/**
* RDF Parser for YAGO Turtle files
* Parses Turtle (.ttl) format into subject-predicate-object triples
*/
export interface RDFTriple {
subject: string;
predicate: string;
object: string;
datatype?: string;
language?: string;
}
export interface ParseOptions {
skipComments?: boolean;
skipPrefixes?: boolean;
batchSize?: number;
}
export class RDFParser {
private prefixes: Map<string, string> = new Map();
private currentBatchSize: number = 0;
/**
* Parse a Turtle file line by line
* @param lines Lines from the Turtle file
* @param options Parsing options
* @returns Array of RDF triples
*/
parseLines(lines: string[], options: ParseOptions = {}): RDFTriple[] {
const triples: RDFTriple[] = [];
const { skipComments = true, skipPrefixes = false } = options;
let currentSubject = '';
let currentPredicate = '';
for (let line of lines) {
line = line.trim();
// Skip empty lines
if (!line) continue;
// Skip comments
if (skipComments && line.startsWith('#')) continue;
// Handle prefixes
if (line.startsWith('@prefix') || line.startsWith('PREFIX')) {
if (!skipPrefixes) {
this.parsePrefix(line);
}
continue;
}
// Handle base declarations
if (line.startsWith('@base') || line.startsWith('BASE')) {
continue;
}
// Parse triple
try {
const triple = this.parseTripleLine(line, currentSubject, currentPredicate);
if (triple) {
triples.push(triple);
// Update current subject/predicate for abbreviated syntax
if (triple.subject) currentSubject = triple.subject;
if (triple.predicate) currentPredicate = triple.predicate;
}
} catch (error) {
console.warn(`Failed to parse line: ${line}`, error);
}
}
return triples;
}
/**
* Parse a single triple line
*/
private parseTripleLine(
line: string,
currentSubject: string,
currentPredicate: string
): RDFTriple | null {
// Remove trailing period
line = line.replace(/\s*\.\s*$/, '').trim();
if (!line) return null;
// Split by whitespace (simplified - doesn't handle all edge cases)
const parts = this.splitTriple(line);
if (parts.length < 3) {
// Handle abbreviated syntax (comma or semicolon)

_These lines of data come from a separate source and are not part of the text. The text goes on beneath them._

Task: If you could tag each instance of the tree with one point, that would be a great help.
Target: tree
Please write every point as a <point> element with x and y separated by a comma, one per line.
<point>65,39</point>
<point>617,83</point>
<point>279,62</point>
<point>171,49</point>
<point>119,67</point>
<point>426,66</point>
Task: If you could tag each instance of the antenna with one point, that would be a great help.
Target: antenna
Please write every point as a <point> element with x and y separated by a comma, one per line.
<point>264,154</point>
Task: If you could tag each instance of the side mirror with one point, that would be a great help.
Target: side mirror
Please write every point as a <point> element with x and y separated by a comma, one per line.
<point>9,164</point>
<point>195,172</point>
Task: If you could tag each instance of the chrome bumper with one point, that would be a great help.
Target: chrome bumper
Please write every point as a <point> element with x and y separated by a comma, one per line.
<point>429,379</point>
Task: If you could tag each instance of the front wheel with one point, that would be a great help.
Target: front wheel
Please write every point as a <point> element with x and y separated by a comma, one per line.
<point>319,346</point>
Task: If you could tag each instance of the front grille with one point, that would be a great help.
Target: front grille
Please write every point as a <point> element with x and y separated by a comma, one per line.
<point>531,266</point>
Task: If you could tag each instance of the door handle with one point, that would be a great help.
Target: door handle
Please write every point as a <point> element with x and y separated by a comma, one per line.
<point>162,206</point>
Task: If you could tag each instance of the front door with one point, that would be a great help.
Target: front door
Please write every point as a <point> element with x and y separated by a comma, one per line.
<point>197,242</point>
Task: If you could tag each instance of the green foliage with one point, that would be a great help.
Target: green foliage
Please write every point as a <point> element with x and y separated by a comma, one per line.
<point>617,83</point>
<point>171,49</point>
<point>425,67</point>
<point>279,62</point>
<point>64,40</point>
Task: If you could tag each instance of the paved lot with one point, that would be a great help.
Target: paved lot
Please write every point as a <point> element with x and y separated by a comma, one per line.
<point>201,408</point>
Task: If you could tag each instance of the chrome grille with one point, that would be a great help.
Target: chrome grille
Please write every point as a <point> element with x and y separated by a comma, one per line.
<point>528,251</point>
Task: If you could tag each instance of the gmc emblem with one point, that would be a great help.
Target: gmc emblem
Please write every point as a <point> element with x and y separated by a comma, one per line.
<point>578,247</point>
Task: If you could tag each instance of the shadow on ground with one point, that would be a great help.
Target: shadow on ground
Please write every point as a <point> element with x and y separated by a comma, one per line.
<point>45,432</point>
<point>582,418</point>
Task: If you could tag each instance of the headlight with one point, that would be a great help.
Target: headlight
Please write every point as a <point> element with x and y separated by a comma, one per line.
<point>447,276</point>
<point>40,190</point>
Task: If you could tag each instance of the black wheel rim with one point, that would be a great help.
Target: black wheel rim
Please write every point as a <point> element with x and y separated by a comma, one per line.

if (line.startsWith(',') || line.startsWith(';')) {
// TODO: Implement abbreviated syntax support
return null;
}
return null;
}
const [subject, predicate, ...objectParts] = parts;
const object = objectParts.join(' ');
return {
subject: this.expandPrefix(subject),
predicate: this.expandPrefix(predicate),
object: this.parseObject(object),
};
}
/**
* Split triple handling quoted strings
*/
private splitTriple(line: string): string[] {
const parts: string[] = [];
let current = '';
let inQuotes = false;
let quoteChar = '';
for (let i = 0; i < line.length; i++) {
const char = line[i];
const prevChar = i > 0 ? line[i - 1] : '';
if ((char === '"' || char === "'") && prevChar !== '\\') {
if (!inQuotes) {
inQuotes = true;
quoteChar = char;
} else if (char === quoteChar) {
inQuotes = false;
quoteChar = '';
}
current += char;
} else if (char === ' ' && !inQuotes && current) {
parts.push(current);
current = '';
} else if (char !== ' ' || inQuotes) {
current += char;
}
}
if (current) {
parts.push(current);
}
return parts;
}
/**
* Parse object value (literal, URI, or blank node)
*/
private parseObject(object: string): string {
// Remove surrounding quotes for literals
if (object.startsWith('"') && object.includes('"')) {
// Handle datatype or language tag
const match = object.match(/"([^"]*)"(?:@([a-z]+)|\^\^(.+))?/);
if (match) {
return match[1]; // Return just the literal value
}
}
// Expand prefixed URIs
if (object.includes(':') && !object.startsWith('http')) {
return this.expandPrefix(object);
}
// Remove angle brackets from URIs
if (object.startsWith('<') && object.endsWith('>')) {
return object.slice(1, -1);
}
return object;
}
/**
* Parse prefix declaration
*/
private parsePrefix(line: string): void {
// @prefix schema: <http://schema.org/> .
const match = line.match(/@?prefix\s+([^:]+):\s*<([^>]+)>/i);
if (match) {
this.prefixes.set(match[1].trim(), match[2]);
}
}
/**
* Expand prefixed URI
*/
private expandPrefix(uri: string): string {
if (uri.startsWith('<') && uri.endsWith('>')) {
return uri.slice(1, -1);
}
const colonIndex = uri.indexOf(':');
if (colonIndex > 0) {
const prefix = uri.substring(0, colonIndex);
const localPart = uri.substring(colonIndex + 1);
const baseUri = this.prefixes.get(prefix);
if (baseUri) {
return baseUri + localPart;
}
}
return uri;
}
/**
* Get all parsed prefixes
*/
getPrefixes(): Map<string, string> {
return new Map(this.prefixes);
}
/**
* Reset parser state
*/
reset(): void {
this.prefixes.clear();
this.currentBatchSize = 0;
}
}
/**
* Utility function to parse RDF from string
*/
export function parseRDF(content: string, options?: ParseOptions): RDFTriple[] {
const parser = new RDFParser();
const lines = content.split('\n');
return parser.parseLines(lines, options);
}